To, że istnieją jeszcze cięższe grzechy ciężkie (np. morderstwo, gwałt, itd.), to nie łagodzi ciężkości tego konkretnego grzechu. Po prostu po przekroczeniu pewnej granicy czy to o metr czy o kilometr to jest już grzech ciężki. Tą granicą jest materia danego czynu. Masturbacja oraz inne czyny przeciw czystości mają już materię ciężką. A dlaczego? Można by długo tłumaczyć, wyjaśniać.
Jest to puszczenie samopas swojej seksualności; jest to jedna z najważniejszych i najsilniej działających na człowieka sił wewnętrznych i nie posiadanie nad tym kontroli, jest nie posiadaniem kontroli nad swoim ciałem, jest zniewoleniem - bo jeśli nawet chcąc zachować czystość, masturbujesz się, czyli postępujesz wbrew swojej woli, to znaczy, że jest ona słabsza od Twoich pragnień, że one kierują Tobą, że jest sie zniewolonym przez swoją seksualność. My nie mamy być niewolnikami ciała i jego pożądliwości, ale mamy być Bożymi dziećmi - wolnymi!
Tak, jest to trudne. Tak, my - ludzie - upadamy.
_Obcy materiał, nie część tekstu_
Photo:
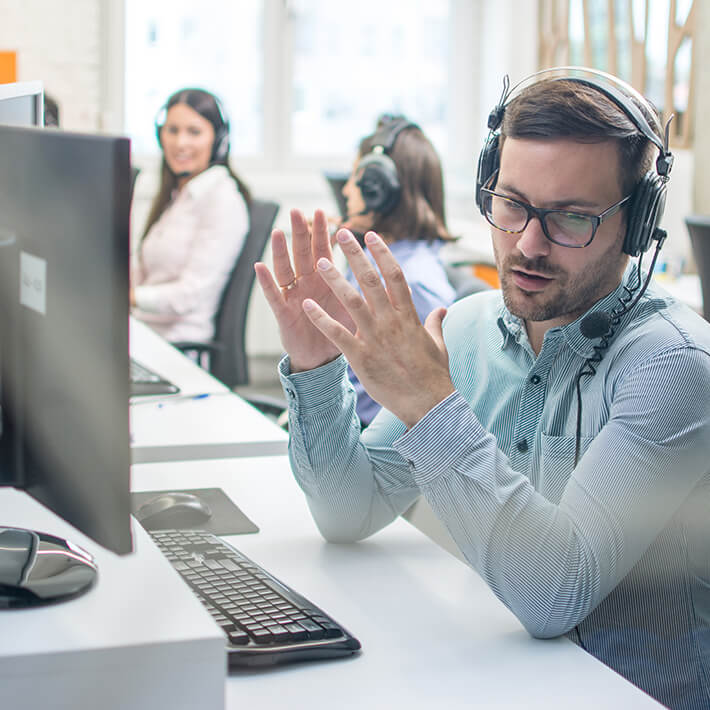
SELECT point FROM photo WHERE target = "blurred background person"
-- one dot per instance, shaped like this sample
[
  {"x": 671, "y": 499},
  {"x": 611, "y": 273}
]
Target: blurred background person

Powinniśmy robić wszystko co w naszej mocy, aby nie zgrzeszyć, a jeśli się nam nie uda, jeśli upadniemy, to powstać, wyspowiadać się i dalej próbować. Jednym z warunków dobrej spowiedzi jest mocne postanowienie poprawy. Jezus idąc drogą krzyżową upadał - rzecz jasna nie był to grzech, ale przez te upadki pokazuje nam coś bardzo ważnego - za każdym razem trzeba wstać, nigdy nie poddajemy się. To nie będzie proste, pewnie człowiek będzie czasami upadał, ale trzeba się starać.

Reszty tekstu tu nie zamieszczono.